Alienware 15 R3 laptop,
Nvidia Geforce GTX 1060 + Intel HD Graphics 630

Full specs @ https://dl.dell.com/content/manual38481186-alienware-15-r3-setup-and-specifications.pdf?language=en-us

Current Behavior:

I dual boot to Win10, which has no graphics issues.
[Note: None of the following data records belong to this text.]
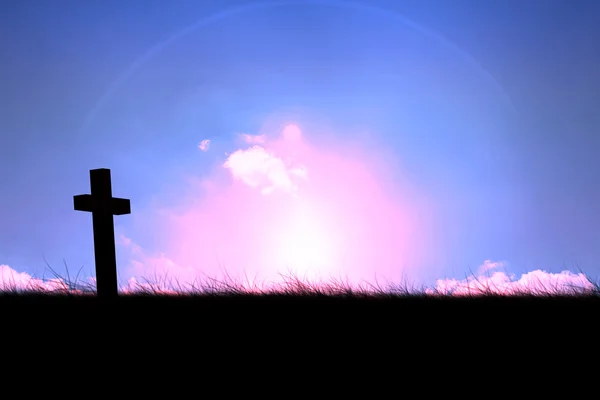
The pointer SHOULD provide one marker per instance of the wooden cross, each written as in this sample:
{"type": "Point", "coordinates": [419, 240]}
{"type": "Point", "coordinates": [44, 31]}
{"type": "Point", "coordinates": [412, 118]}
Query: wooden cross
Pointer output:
{"type": "Point", "coordinates": [103, 206]}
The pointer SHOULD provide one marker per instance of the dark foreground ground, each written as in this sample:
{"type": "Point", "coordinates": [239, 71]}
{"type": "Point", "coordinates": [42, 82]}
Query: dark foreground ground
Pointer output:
{"type": "Point", "coordinates": [436, 344]}
{"type": "Point", "coordinates": [297, 315]}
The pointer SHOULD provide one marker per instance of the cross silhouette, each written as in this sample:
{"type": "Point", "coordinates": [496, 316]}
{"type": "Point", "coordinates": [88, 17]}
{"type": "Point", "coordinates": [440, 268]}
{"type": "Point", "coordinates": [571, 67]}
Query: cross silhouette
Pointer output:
{"type": "Point", "coordinates": [103, 206]}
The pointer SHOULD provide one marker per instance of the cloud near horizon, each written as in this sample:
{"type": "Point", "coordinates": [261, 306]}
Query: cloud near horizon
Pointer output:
{"type": "Point", "coordinates": [498, 282]}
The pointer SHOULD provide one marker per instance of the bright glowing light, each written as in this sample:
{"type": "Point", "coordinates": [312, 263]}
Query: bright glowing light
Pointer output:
{"type": "Point", "coordinates": [285, 205]}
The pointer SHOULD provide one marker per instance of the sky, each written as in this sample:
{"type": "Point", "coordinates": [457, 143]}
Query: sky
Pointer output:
{"type": "Point", "coordinates": [425, 141]}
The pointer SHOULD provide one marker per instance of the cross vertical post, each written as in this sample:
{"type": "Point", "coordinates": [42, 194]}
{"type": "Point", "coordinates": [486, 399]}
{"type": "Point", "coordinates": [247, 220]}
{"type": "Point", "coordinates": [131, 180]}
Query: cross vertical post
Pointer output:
{"type": "Point", "coordinates": [103, 206]}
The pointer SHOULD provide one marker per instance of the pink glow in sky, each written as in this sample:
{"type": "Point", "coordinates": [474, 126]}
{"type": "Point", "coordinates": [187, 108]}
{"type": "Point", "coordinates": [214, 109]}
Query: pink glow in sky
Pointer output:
{"type": "Point", "coordinates": [279, 204]}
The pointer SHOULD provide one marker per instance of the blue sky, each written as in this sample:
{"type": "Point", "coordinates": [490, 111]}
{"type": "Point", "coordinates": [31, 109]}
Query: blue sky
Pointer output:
{"type": "Point", "coordinates": [490, 108]}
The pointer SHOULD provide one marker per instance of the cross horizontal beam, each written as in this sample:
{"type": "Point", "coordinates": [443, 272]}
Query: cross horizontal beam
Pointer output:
{"type": "Point", "coordinates": [103, 206]}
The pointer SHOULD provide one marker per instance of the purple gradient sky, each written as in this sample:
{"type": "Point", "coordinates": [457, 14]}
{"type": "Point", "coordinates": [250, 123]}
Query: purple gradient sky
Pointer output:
{"type": "Point", "coordinates": [492, 107]}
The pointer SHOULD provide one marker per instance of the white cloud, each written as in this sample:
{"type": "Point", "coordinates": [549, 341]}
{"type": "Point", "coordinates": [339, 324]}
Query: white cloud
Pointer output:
{"type": "Point", "coordinates": [536, 282]}
{"type": "Point", "coordinates": [263, 170]}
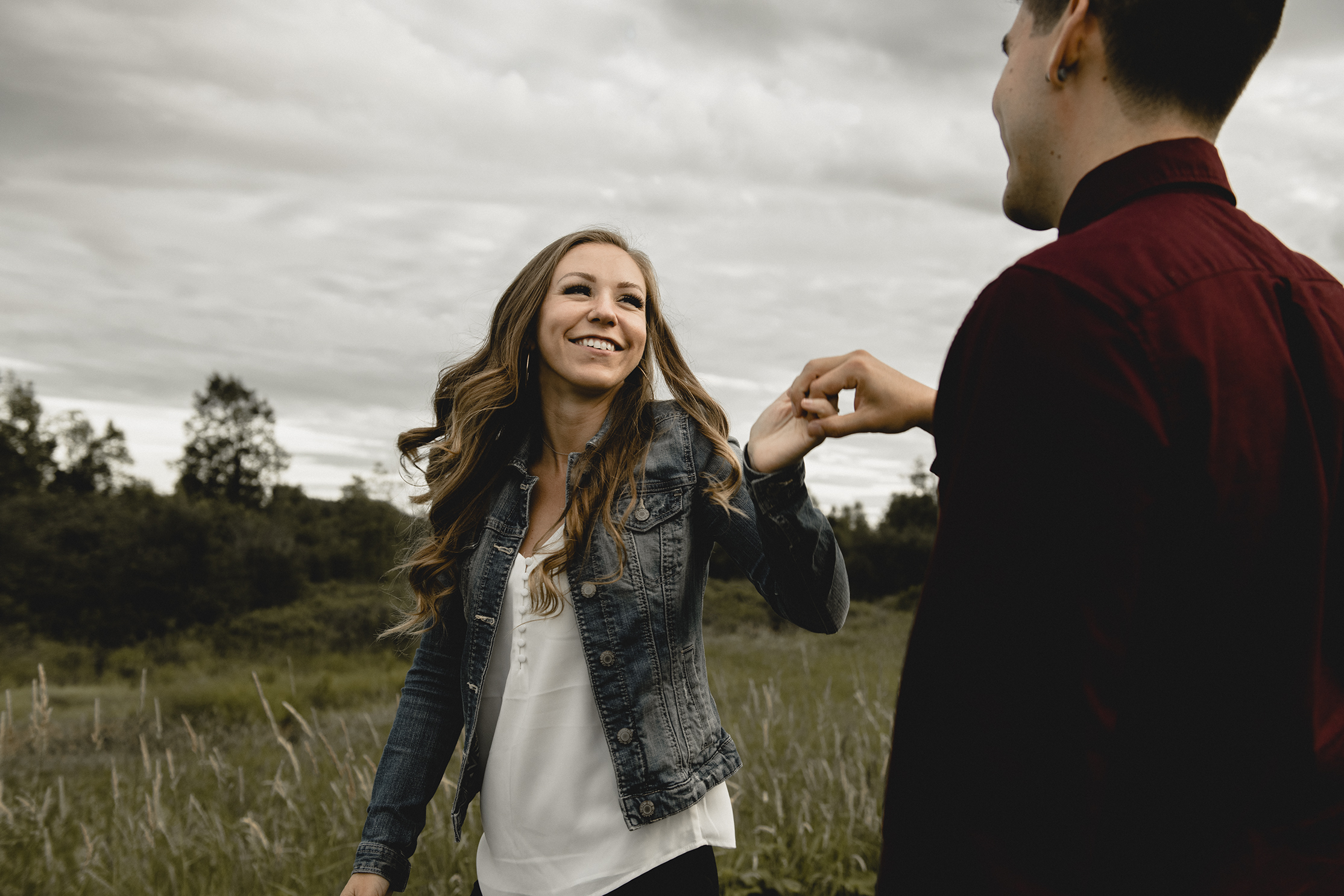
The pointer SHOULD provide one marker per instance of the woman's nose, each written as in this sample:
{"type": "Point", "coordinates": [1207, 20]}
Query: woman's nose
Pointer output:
{"type": "Point", "coordinates": [604, 308]}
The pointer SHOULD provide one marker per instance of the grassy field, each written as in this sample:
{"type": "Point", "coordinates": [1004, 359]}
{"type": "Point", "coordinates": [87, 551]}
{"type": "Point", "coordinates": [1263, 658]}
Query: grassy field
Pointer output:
{"type": "Point", "coordinates": [198, 778]}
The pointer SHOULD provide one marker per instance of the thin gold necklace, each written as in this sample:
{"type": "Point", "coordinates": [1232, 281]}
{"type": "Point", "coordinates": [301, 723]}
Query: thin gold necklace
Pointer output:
{"type": "Point", "coordinates": [553, 450]}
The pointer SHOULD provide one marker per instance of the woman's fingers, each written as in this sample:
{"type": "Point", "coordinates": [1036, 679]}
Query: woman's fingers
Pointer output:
{"type": "Point", "coordinates": [818, 408]}
{"type": "Point", "coordinates": [803, 383]}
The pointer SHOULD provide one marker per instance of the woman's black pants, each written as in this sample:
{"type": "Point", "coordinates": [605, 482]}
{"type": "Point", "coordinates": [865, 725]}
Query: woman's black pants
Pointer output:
{"type": "Point", "coordinates": [694, 874]}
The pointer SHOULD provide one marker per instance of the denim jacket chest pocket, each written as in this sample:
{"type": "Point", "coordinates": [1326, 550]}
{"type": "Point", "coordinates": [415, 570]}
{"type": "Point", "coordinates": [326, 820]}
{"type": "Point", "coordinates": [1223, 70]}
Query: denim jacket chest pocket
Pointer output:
{"type": "Point", "coordinates": [656, 532]}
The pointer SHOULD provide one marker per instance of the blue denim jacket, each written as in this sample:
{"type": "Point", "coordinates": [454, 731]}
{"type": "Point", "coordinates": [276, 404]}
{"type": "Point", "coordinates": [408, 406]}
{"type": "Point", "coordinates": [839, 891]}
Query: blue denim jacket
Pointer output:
{"type": "Point", "coordinates": [642, 636]}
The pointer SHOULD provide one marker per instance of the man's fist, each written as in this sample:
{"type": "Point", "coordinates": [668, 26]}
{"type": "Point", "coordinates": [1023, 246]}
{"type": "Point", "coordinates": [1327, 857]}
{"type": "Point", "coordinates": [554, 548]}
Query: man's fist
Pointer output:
{"type": "Point", "coordinates": [885, 401]}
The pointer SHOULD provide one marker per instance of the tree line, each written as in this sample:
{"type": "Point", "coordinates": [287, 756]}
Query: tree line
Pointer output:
{"type": "Point", "coordinates": [92, 555]}
{"type": "Point", "coordinates": [89, 554]}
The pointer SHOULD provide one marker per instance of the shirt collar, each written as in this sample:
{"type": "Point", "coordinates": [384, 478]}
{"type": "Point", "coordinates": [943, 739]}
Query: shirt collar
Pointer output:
{"type": "Point", "coordinates": [1169, 164]}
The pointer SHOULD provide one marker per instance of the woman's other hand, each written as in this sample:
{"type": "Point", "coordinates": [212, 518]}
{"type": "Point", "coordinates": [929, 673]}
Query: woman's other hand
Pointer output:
{"type": "Point", "coordinates": [366, 886]}
{"type": "Point", "coordinates": [885, 401]}
{"type": "Point", "coordinates": [780, 438]}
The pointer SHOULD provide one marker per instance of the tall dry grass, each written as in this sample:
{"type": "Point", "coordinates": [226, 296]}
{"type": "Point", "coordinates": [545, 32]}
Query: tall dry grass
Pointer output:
{"type": "Point", "coordinates": [142, 801]}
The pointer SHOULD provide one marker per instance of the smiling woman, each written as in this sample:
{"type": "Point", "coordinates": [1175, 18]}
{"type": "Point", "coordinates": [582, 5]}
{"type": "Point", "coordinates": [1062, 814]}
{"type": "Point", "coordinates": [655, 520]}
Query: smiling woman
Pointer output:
{"type": "Point", "coordinates": [560, 592]}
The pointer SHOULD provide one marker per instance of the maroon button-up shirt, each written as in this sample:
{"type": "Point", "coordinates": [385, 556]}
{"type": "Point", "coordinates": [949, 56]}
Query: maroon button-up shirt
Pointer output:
{"type": "Point", "coordinates": [1125, 675]}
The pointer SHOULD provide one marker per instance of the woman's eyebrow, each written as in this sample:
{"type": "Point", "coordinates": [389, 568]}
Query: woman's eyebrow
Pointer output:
{"type": "Point", "coordinates": [624, 284]}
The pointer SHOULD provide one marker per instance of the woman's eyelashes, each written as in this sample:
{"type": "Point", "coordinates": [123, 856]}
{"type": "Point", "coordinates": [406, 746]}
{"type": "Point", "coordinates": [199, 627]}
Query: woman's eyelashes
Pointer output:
{"type": "Point", "coordinates": [584, 289]}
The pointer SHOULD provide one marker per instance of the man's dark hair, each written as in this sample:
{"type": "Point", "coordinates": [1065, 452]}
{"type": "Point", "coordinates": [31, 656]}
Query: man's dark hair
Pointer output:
{"type": "Point", "coordinates": [1195, 54]}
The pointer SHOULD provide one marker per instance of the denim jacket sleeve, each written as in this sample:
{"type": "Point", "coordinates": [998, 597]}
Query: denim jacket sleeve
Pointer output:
{"type": "Point", "coordinates": [781, 540]}
{"type": "Point", "coordinates": [429, 721]}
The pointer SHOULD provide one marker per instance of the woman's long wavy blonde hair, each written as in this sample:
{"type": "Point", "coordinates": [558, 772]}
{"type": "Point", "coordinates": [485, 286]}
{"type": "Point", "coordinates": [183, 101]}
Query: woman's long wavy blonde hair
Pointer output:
{"type": "Point", "coordinates": [488, 403]}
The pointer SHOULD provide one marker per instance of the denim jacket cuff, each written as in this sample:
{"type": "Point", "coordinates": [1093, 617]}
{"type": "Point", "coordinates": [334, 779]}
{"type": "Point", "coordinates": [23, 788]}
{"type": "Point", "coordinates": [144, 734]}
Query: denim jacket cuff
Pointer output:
{"type": "Point", "coordinates": [377, 859]}
{"type": "Point", "coordinates": [777, 491]}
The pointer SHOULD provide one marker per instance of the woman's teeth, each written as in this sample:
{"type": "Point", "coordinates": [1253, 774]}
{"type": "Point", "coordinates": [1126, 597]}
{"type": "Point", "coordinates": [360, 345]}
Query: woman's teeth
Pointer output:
{"type": "Point", "coordinates": [599, 343]}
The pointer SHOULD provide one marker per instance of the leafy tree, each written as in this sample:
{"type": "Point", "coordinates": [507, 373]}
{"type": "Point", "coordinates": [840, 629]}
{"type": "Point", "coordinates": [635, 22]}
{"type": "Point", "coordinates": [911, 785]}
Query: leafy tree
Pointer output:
{"type": "Point", "coordinates": [232, 452]}
{"type": "Point", "coordinates": [92, 462]}
{"type": "Point", "coordinates": [26, 449]}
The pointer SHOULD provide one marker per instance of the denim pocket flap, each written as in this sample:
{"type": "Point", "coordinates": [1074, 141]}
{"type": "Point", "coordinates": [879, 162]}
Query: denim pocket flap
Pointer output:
{"type": "Point", "coordinates": [654, 510]}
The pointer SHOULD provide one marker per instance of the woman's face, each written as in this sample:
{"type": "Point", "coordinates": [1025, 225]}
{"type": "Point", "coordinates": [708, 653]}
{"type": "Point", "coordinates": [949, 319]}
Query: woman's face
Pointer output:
{"type": "Point", "coordinates": [592, 329]}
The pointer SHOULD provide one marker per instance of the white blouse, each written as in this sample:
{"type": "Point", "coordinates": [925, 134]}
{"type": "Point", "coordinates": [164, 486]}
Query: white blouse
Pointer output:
{"type": "Point", "coordinates": [549, 803]}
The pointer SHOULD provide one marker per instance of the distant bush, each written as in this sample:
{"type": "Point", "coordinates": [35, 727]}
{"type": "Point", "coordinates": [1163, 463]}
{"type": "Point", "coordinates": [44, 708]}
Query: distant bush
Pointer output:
{"type": "Point", "coordinates": [89, 555]}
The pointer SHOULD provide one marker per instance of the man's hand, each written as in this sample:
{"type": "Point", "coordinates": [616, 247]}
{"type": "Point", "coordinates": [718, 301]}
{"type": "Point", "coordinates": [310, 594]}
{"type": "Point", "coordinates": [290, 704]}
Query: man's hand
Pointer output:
{"type": "Point", "coordinates": [366, 886]}
{"type": "Point", "coordinates": [886, 401]}
{"type": "Point", "coordinates": [778, 438]}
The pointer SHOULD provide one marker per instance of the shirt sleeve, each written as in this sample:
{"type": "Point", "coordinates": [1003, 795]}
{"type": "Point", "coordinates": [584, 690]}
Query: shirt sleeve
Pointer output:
{"type": "Point", "coordinates": [1050, 453]}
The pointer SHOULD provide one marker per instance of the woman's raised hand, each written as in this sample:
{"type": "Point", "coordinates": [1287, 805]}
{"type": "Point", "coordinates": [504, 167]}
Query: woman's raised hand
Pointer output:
{"type": "Point", "coordinates": [366, 886]}
{"type": "Point", "coordinates": [780, 438]}
{"type": "Point", "coordinates": [885, 399]}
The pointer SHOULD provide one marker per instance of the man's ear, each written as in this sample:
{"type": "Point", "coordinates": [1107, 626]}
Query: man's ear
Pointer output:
{"type": "Point", "coordinates": [1073, 30]}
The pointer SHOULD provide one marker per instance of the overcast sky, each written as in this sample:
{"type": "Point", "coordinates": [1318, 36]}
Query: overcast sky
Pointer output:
{"type": "Point", "coordinates": [326, 199]}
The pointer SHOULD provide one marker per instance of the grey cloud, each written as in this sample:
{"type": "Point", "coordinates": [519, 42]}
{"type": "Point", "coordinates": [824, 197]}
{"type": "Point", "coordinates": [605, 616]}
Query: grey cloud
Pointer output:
{"type": "Point", "coordinates": [326, 199]}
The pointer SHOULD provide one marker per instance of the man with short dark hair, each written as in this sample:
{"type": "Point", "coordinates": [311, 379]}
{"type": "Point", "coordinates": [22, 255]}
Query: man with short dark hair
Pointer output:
{"type": "Point", "coordinates": [1127, 675]}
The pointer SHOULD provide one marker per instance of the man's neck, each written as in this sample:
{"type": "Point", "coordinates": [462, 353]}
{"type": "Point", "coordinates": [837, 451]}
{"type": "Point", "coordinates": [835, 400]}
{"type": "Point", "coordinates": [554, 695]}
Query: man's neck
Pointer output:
{"type": "Point", "coordinates": [1101, 131]}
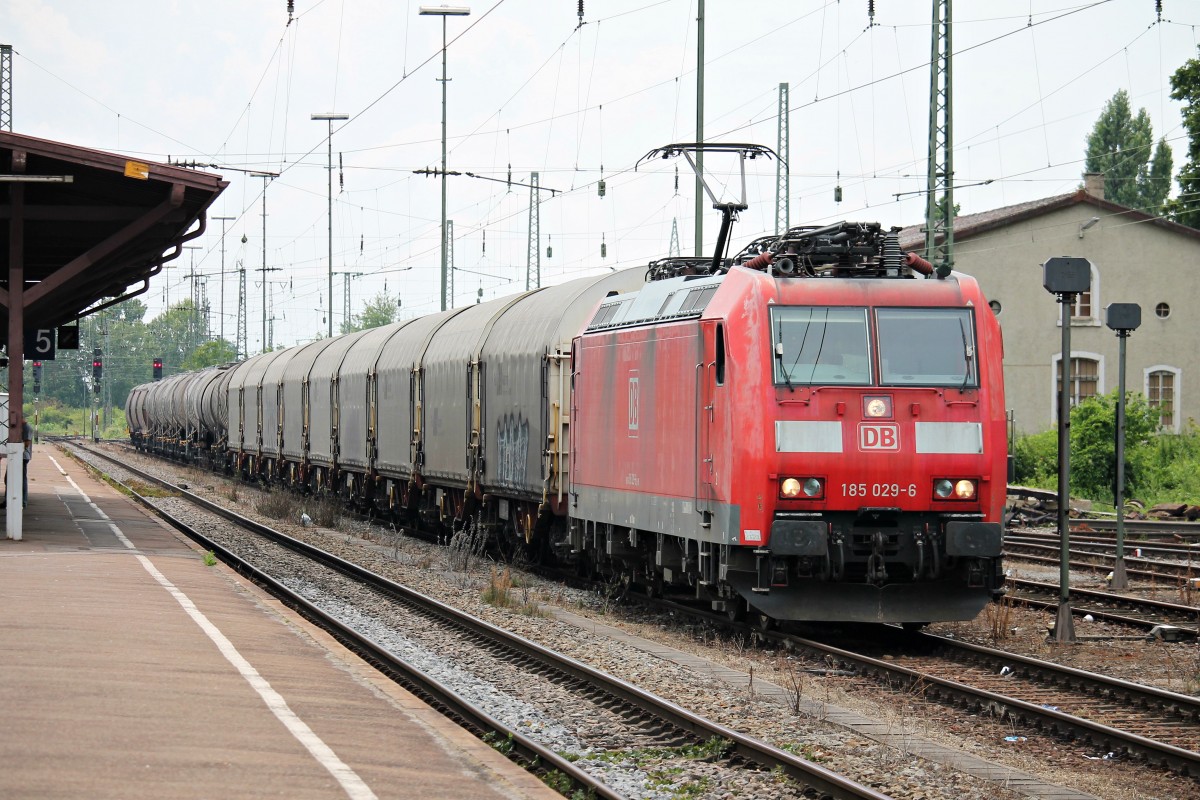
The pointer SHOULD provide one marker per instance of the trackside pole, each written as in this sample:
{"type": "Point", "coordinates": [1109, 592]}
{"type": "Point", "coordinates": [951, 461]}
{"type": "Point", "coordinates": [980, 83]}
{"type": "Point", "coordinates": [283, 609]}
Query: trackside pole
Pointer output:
{"type": "Point", "coordinates": [1065, 277]}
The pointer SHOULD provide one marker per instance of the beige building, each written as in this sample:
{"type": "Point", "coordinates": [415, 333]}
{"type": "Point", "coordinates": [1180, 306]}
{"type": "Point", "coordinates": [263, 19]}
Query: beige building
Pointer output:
{"type": "Point", "coordinates": [1135, 258]}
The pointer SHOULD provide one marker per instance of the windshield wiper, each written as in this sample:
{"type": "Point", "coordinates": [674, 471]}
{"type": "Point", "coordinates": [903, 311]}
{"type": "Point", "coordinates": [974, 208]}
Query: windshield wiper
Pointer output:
{"type": "Point", "coordinates": [967, 354]}
{"type": "Point", "coordinates": [779, 330]}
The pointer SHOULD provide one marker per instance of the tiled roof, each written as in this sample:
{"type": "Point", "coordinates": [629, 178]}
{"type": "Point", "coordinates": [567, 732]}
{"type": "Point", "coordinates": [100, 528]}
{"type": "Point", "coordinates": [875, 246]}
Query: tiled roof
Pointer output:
{"type": "Point", "coordinates": [970, 224]}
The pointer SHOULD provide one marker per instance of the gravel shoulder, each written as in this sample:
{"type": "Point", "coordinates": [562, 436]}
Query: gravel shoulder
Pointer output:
{"type": "Point", "coordinates": [894, 770]}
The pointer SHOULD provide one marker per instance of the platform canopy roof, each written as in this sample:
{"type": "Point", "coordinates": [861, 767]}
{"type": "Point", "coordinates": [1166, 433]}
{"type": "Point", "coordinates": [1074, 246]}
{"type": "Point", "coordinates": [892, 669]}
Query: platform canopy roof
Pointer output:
{"type": "Point", "coordinates": [81, 229]}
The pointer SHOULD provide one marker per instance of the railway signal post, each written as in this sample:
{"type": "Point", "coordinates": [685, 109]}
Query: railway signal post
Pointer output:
{"type": "Point", "coordinates": [1123, 318]}
{"type": "Point", "coordinates": [1065, 277]}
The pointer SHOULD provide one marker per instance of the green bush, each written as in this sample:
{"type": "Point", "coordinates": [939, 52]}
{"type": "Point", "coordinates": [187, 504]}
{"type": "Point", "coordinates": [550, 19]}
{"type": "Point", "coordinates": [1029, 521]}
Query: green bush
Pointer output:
{"type": "Point", "coordinates": [1159, 468]}
{"type": "Point", "coordinates": [1036, 458]}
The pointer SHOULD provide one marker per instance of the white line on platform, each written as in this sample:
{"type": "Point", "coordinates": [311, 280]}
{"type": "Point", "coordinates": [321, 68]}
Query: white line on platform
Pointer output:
{"type": "Point", "coordinates": [351, 782]}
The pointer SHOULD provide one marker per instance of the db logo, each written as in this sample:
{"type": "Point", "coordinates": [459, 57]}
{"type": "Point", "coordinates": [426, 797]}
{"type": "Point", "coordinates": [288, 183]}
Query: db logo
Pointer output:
{"type": "Point", "coordinates": [879, 435]}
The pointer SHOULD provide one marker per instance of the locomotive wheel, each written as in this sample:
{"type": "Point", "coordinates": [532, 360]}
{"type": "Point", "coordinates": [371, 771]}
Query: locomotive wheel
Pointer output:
{"type": "Point", "coordinates": [736, 609]}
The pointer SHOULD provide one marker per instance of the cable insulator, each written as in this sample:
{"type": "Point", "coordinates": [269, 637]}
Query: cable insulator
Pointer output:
{"type": "Point", "coordinates": [918, 263]}
{"type": "Point", "coordinates": [760, 262]}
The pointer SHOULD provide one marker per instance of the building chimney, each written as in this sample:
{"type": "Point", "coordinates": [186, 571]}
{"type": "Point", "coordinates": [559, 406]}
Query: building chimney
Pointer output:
{"type": "Point", "coordinates": [1093, 184]}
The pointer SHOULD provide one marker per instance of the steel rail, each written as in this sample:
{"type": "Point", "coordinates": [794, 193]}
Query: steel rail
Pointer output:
{"type": "Point", "coordinates": [823, 781]}
{"type": "Point", "coordinates": [1175, 758]}
{"type": "Point", "coordinates": [1185, 618]}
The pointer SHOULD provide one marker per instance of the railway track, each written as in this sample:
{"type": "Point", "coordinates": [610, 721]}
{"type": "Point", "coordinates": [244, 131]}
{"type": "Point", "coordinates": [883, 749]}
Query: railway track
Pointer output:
{"type": "Point", "coordinates": [1125, 609]}
{"type": "Point", "coordinates": [1113, 715]}
{"type": "Point", "coordinates": [628, 716]}
{"type": "Point", "coordinates": [1093, 542]}
{"type": "Point", "coordinates": [1097, 559]}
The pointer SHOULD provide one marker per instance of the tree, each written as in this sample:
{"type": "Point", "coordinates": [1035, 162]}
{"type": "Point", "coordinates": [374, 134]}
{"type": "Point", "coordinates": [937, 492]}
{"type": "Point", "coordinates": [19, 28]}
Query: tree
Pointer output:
{"type": "Point", "coordinates": [379, 311]}
{"type": "Point", "coordinates": [1120, 148]}
{"type": "Point", "coordinates": [210, 354]}
{"type": "Point", "coordinates": [1186, 88]}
So I don’t think some video hardware has failed/is in the process of failing.

The behavior is different depending on whether nvidia-drm.modeset=0 or nvidia-drm.modeset=1 is set on boot.

  • In all cases, the spash kernel argument is supplied but the plymouth splash screen does not display.

The behavior with nvidia-drm.modeset=1 is quite erratic, and I’ve identified 3 different behaviors so far - just by rebooting a bunch without changing anything between boots.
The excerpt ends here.